Ciertamente tuve muchas PCs después de aquella, cada vez con más CPU, más memoria y más disco. La obsolesencia programada era algo que estaba implícito: cambiar la PC cada cierto tiempo fue la norma. Lo que no me imaginé es que pronto iba a haber múltiples PCs en la misma casa. Hoy tengo 3 PCs, 2 notebooks, 2 tabletas, 2 smartphones y unos cuantos dispositivos “inteligentes” (iPod Touch, consola de juego, etc).

Por otro lado nuestra vida se está digitalizando a una velocidad increíble: la fotografía es totalmente digital, la música y el video son casi completamente digitales, con la posible excepción de de la radio y de la TV. Y esta digitalización requiere volúmenes importantes de datos.

Este mes también se recuerda el 20° aniversario del nacimiento de la Web, solo que 20 años después, los servicios Web se llaman “nube”. Y la “nube” surge como una solución para atender nuestro problema de múltiples dispositivos y creciente digitalización.
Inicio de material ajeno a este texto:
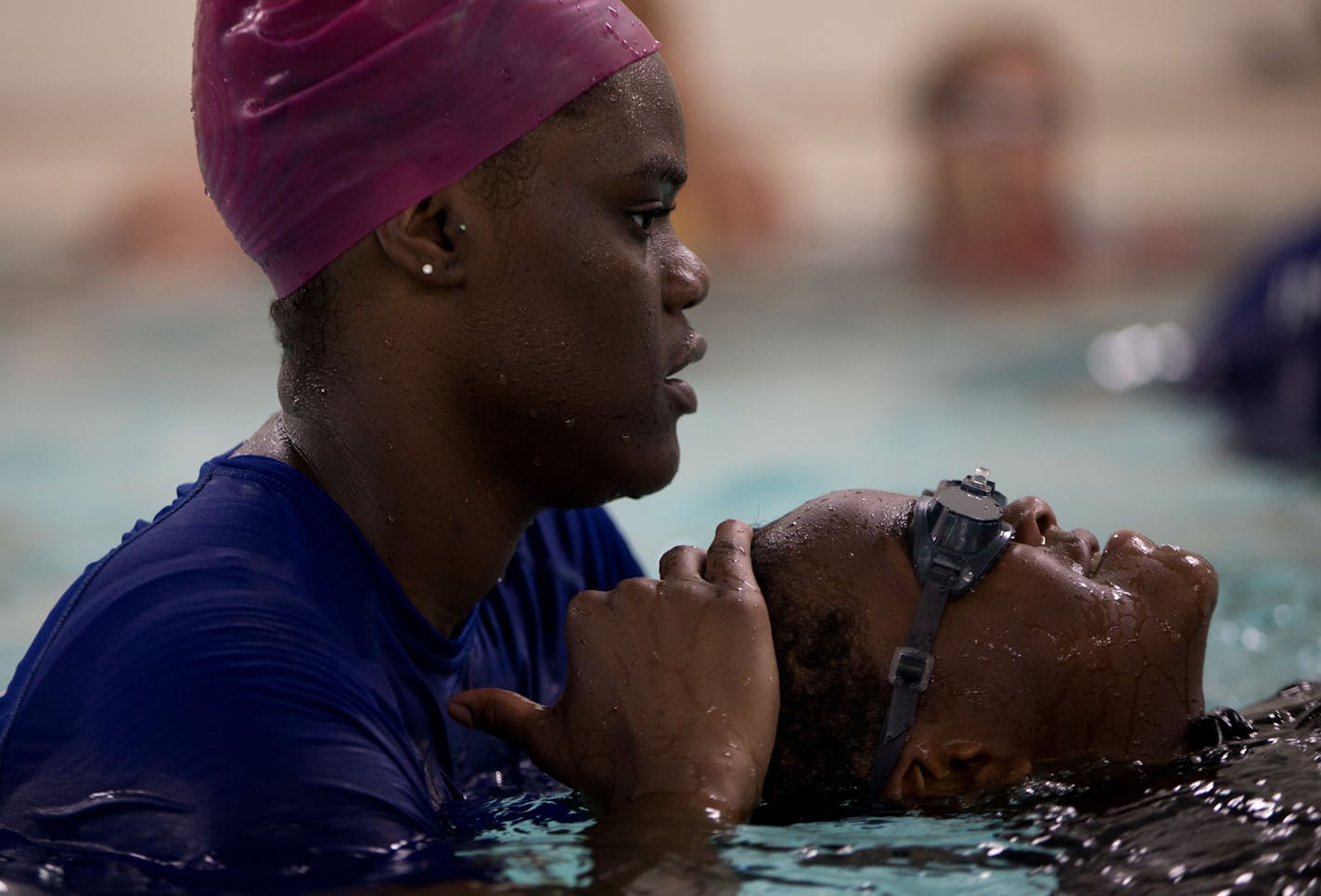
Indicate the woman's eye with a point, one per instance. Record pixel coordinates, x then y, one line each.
644 220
Sin embargo, nuestro ancho de banda aún es limitado para descansar en la nube para todas nuestras necesidades. Mis 70 GB de fotos tardarían alrededor de 2 semanas en “subir” al disco en el cielo. Además está el precio: Dropbox cuesta $199/año y SugarSync cuesta $149/año para 100 GB.
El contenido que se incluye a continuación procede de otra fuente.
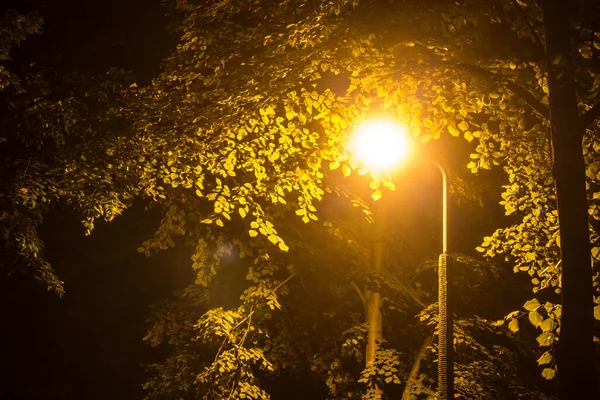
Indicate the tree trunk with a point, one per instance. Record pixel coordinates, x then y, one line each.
575 349
414 371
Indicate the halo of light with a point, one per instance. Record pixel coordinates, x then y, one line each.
380 144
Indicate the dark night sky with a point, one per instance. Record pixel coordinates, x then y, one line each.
88 345
93 36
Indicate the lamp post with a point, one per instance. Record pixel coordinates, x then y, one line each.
381 145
Decidí entonces ver si algún NAS (Network Attached Storage o Disco de Red) podría serme de utilidad. Y después de cierta investigación elegí el Synology DS211J, una cajita fantástica. Este equipo es como un disco USB removible, pero en vez de conectarse a una PC vía USB, es un disco que se conecta a la red local. La caja se compra vacía de manera que uno le puede poner los discos que uno quiera. Yo le puse 2 discos de 2 TB cada uno, y los configuré en RAID-1, que quiere decir que 1 disco es un espejo del otro, de manera que si uno se quema, el otro tiene toda la información.

Las PCs se conectan al NAS como un disco de red y soporta Windows, Mac y Linux. Y con su conexión de 1000 Mbps a la red, el acceso es rápido.

Es compatible con DLNA, lo que quiere decir que el Windows Media Player en Windows 7, o el PlayStation3 o cualquier TV LCD conectada “ve” el NAS como una biblioteca en la red y permite escuchar música o ver fotos y videos. También es compatible con iTunes, lo que quiere decir que cualquier Windows o Mac que tenga iTunes “ve” el NAS como una biblioteca de iTunes.

Además, tiene aplicaciones móviles para iOS y Android que permiten la gestión de archivos, ver las fotos desde los teléfonos y tabletas o escuchar música a través de la red.

El DS211J también funciona como una estación de descarga, lo que es útil cuando uno está en un equipo móvil (notebook, teléfono o tableta) y desea descargar un archivo masivo, ya que solo hay que enviarle el link de la descarga al NAS para que este se encargue del resto. Cuando termina la descarga, el NAS te envía un email :-)

El DS211J consume muy poco (menos que 25W) y eso quiere decir que puede estar prendido todo el día. Es muy silencioso y bastante pequeño. Mi impresora está conectado a uno de los puertos USB que tiene y está así disponible para todas las PCs  de la red siempre.

Para los paranoicos, el equipo puede hacer encriptación de datos y también puede mantener múltiples copias de los datos, como una suerte de máquina del tiempo.

Con mínimos ajustes en el router de Internet, el NAS puede ser accedido desde cualquier parte y hasta, si uno quiere, puede ejecutarse un servidor Web con soporte de MySQL.

Hoy, todas mis PCs están “backupeadas” en el NAS; la biblioteca de músicas y videos está centralizada y accesible desde cualquier equipo; mis fotos y documentos están seguros. Por $280 + gastos mínimos mensuales en energía, creo que una nube personal es una fantástica solución.